Sequences are aligned to a small pool of target sequences already limited to the target region (bait_fas). The alignment is done by the usearch_global command of vsearch which makes global alignments (unlike BLAST).
The best hit is used for each sequence to orient and trim them to the target region. Only hits with a minimum target coverage (tcov) and percentage of identity (identity) are used.
The bait_fas file can be either previously prepared by the users and given as an input, or be produced by e-pcr using the e-pcr related parameters.
To reduce runtime, sequences in the bait_fas are clustered by -cluster_fast algorithm of vsearch and the centroids are used as a target file for the usearch_global
Output
cutadapt_trimmed.fas (if e_pcr; fasta file with sequences recognized and trimmed by E-pcr; equivalent of bait_fas )
target_centroids.fas (fasta file of centroids of the clustering of bait_fas or cutadapt_trimmed.fas)
trimmed.tsv (sequence tsv files with taxIDs trimmed to the target region)
untrimmed.tsv (sequence tsv files with taxIDs where the target region is not found)
select_taxa.pl
Aim
Select or eliminate sequences that belong to taxa on a taxon list. Select sequences with a minimum taxonomic resolution (e.g. assigned at least to genus).
Input files
out (name of the output dereplicated sequence tsv file)
Parameters/options
negative_list (1/0; if 1, keeps all taxa except the ones on the taxon list; Default: 0)

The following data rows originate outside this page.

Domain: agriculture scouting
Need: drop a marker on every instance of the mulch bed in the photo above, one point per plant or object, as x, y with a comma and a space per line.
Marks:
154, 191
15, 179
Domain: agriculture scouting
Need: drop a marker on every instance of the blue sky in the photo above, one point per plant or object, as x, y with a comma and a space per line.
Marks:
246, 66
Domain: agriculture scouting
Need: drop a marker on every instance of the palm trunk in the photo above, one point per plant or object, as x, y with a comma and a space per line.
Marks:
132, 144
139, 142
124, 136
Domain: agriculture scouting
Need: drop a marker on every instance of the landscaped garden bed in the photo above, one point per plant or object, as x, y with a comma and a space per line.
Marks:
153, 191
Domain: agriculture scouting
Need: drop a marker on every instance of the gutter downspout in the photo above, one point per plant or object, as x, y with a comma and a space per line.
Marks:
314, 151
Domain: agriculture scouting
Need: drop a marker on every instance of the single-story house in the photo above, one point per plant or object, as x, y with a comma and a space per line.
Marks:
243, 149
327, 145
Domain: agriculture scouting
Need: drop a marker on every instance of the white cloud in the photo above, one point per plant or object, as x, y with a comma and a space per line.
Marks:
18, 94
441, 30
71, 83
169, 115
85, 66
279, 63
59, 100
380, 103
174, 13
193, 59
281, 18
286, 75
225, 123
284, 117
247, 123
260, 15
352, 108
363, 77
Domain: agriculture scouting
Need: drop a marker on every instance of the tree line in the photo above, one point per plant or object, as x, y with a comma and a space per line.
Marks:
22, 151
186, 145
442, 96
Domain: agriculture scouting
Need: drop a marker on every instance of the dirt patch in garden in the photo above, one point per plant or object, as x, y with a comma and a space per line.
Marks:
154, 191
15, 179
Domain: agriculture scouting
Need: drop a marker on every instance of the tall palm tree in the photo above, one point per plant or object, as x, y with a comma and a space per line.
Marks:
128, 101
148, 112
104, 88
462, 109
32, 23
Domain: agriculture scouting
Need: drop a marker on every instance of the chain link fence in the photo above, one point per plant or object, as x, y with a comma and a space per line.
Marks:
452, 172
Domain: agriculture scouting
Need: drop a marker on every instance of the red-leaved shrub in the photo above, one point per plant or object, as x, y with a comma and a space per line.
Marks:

min_taxlevel (species/genus/family/order/class/phylum/kingdom/root; Default: root)
Algorithm
Select sequences that belong to the taxa on a taxon list if negative_list==0 (default). Select sequences that DO NOT belong to the taxa on in a taxon list, if negative_list==1.
Keep only sequences that are assigned to at least to min_taxlevel rank.
If taxIDs are not given in the taxon_list file the script uses all taxIDs that matches the taxon name.
A lineage file is written for each taxon in taxon_list and the corresponding taxIDs.
It should be checked manually if lineages are coherent with the target taxa
Homonymy column indicates if there are more than one taxID for a taxon
If there are incoherent lineages, make a new taxon_list file based on the lineage file including taxon names and taxIDs and rerun the script with the new taxon_list.